Fábio Henrique Carmo disse...

Autorizei o comentário acima porque o leitores podem eventualmente se interessar, mas vou dar uma dica ao CineClubeMania: melhorem as distribuidoras, pois ninguém gosta de pagar pelos DVDs caros e horrorosos da Continental e sua outras "subsidiárias". Fica da dica.

Hugo disse...

Este é um clássico que ainda não assisti.

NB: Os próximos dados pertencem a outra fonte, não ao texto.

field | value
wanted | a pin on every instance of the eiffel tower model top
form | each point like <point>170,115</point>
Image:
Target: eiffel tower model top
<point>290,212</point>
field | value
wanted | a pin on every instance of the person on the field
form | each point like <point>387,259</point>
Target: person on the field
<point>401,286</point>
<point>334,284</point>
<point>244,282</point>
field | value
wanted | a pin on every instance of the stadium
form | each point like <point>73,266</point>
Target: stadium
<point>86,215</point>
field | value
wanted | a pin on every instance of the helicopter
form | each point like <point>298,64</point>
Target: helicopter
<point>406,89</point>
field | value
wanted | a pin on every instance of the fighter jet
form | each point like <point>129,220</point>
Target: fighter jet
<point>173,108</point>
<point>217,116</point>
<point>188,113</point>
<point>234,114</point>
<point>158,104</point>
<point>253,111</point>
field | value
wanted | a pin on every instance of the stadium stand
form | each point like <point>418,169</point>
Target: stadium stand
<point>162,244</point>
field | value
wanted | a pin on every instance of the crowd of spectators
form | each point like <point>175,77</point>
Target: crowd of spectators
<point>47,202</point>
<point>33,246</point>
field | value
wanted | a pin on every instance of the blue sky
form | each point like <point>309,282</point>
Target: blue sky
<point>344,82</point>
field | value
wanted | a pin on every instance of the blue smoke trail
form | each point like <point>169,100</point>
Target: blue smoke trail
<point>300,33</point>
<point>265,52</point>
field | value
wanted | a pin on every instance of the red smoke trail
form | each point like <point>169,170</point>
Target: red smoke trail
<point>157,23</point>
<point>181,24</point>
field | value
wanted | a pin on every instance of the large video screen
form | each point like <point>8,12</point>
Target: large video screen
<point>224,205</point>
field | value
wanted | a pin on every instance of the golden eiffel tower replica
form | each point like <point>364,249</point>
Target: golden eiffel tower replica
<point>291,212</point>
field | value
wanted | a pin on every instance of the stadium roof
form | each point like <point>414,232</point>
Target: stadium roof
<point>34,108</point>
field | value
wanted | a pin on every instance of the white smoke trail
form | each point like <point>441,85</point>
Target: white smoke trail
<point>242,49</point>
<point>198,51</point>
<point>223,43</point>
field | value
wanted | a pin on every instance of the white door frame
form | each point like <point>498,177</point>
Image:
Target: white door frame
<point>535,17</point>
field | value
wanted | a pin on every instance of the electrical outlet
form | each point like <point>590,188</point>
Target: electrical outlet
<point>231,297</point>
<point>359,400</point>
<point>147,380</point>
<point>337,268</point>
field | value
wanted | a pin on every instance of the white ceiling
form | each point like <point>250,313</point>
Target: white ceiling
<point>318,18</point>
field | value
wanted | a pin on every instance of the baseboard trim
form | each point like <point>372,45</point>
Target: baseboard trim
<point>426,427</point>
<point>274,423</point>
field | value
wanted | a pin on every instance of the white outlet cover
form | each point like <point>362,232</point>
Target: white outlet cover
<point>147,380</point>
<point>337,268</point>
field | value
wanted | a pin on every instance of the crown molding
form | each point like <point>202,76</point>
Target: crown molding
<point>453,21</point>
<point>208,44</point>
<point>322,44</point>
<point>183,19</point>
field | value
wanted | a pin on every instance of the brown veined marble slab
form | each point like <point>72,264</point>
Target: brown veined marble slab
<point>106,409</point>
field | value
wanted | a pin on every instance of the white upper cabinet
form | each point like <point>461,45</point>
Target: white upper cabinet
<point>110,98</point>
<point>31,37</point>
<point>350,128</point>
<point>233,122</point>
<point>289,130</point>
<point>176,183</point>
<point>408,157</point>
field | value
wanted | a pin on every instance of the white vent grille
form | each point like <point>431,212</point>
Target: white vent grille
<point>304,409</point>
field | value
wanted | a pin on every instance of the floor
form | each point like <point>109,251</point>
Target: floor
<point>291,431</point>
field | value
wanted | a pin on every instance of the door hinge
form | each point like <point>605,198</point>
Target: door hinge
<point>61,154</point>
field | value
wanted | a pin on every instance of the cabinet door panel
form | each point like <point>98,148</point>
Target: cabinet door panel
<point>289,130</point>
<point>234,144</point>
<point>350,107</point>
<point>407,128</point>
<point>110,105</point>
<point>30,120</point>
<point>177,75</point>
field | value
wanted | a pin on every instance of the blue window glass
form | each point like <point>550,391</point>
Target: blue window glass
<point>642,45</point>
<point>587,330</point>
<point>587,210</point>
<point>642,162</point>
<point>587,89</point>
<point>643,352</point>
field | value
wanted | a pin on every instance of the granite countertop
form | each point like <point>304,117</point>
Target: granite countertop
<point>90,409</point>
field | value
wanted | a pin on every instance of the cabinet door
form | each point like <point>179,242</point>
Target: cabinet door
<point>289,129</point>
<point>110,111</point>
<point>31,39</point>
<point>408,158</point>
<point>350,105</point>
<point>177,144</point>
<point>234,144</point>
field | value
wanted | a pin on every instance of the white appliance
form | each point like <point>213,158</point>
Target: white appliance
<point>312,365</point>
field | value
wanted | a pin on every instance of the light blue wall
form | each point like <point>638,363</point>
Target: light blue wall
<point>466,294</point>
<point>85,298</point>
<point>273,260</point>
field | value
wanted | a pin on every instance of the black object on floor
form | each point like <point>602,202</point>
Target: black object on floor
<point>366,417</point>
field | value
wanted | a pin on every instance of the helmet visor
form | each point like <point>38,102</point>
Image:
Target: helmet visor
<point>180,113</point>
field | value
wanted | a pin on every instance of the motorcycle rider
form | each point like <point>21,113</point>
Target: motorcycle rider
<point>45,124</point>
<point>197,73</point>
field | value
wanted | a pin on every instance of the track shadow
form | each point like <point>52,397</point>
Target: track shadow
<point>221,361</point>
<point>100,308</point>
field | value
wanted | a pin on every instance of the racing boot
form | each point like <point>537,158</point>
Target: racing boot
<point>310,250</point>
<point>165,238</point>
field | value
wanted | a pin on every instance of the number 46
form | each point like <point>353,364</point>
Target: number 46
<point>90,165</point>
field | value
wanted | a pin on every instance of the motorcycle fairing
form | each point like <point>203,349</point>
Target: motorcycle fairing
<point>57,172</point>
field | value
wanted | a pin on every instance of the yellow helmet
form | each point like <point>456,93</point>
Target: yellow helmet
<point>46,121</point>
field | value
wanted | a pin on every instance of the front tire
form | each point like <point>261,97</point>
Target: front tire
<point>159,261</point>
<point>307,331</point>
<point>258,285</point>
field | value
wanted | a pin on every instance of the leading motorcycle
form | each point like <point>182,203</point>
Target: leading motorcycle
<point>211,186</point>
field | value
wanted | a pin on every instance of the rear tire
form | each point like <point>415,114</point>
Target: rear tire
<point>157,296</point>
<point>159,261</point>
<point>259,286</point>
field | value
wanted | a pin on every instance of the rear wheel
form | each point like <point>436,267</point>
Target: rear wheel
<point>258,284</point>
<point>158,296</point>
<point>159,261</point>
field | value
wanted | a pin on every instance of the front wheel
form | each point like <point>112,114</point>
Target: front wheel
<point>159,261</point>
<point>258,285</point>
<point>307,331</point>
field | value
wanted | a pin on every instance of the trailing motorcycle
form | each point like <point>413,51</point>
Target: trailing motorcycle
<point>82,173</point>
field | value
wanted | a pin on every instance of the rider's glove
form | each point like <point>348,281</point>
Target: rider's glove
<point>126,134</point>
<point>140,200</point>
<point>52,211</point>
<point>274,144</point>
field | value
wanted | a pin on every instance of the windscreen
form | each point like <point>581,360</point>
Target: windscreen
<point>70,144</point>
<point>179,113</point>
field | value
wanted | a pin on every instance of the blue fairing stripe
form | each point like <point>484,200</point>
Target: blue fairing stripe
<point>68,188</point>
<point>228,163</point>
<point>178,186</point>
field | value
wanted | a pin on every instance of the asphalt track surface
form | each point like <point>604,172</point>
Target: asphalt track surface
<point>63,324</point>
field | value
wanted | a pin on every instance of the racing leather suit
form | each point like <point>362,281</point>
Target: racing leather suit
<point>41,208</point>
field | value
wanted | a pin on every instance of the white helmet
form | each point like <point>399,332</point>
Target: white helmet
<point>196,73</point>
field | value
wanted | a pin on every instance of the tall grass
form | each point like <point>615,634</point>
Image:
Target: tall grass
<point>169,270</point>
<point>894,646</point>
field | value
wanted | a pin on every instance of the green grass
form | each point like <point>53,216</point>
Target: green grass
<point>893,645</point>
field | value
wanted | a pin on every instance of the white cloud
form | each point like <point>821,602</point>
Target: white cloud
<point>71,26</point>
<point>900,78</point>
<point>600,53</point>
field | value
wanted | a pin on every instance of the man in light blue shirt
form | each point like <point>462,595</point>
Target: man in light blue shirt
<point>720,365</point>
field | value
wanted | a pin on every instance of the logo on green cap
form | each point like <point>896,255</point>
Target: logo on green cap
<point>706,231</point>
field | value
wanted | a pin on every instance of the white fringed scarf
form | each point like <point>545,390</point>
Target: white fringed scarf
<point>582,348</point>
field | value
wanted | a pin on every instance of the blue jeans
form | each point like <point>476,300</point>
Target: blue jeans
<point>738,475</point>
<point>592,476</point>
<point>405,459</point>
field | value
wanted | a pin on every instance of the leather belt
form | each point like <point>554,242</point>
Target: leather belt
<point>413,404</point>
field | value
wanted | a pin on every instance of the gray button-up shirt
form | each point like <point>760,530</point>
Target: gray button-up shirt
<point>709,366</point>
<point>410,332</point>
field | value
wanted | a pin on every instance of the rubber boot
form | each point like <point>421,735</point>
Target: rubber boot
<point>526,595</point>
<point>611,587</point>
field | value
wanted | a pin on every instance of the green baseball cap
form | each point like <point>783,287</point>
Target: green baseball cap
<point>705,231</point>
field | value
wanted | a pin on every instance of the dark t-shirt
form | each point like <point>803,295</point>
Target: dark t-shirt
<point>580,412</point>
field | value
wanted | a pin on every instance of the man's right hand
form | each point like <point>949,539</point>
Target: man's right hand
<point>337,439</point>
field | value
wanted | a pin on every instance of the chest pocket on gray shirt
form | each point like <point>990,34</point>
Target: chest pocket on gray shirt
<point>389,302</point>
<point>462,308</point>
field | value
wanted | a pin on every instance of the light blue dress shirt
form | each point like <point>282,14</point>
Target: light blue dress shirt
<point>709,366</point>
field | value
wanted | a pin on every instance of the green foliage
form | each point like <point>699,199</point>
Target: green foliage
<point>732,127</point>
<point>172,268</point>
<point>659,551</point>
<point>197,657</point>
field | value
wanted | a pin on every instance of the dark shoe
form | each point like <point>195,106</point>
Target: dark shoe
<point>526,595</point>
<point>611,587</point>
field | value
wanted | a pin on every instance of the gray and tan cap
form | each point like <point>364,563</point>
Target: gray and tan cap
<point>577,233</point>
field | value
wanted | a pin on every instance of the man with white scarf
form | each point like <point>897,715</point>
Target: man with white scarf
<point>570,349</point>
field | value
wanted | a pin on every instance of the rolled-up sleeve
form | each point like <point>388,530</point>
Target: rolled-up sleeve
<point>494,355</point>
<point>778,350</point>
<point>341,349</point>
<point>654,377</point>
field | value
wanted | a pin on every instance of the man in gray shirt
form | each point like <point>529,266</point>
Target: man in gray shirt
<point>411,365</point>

Visitei o site do CineClubeMania e realmente os preços estão salgados, além de alguns serem de qualidade duvidosa.

Abraço

Wendell Marcel disse...

Parabéns pelo blog, adorei!

Maxwell Soares disse...

Olá, Fábio. Parece que há um filme chamado Tango de Carlos Saura. Desculpe-me se estou enganado. Este, ainda, não vi. Não tive oportunidade, ainda. Quando leio: Fimles para ver antes de morrer, sei que virá coisa boa. E sei, também, que preciso ver, urgentemente, logo porque hoje poderá ser meu último dia. Enquanto estamos, aqui, estamos sujeitos a tudo.Disso eu não me furto. E se há uma coisa que preciso fazer antes de morrer é viajar à Buenos Aires e aprender a "bailar el tango". No mais um abraço...

Heron Xavier disse...

Este filme assim como "Perdas e Danos" são excelentes e merecem ser vistos!

Sds,

Unknown disse...

Assisti esse filme na minha aurora cinéfila, e lembro que não me impregnei tanto pela obra. Achei arrastado, ainda que com cenas marcantes. Tenho planos de revê-lo, pois tenho certeza que amadurecido a apreciação será muito melhor. Um texto muito bom, como sempre. Abraço!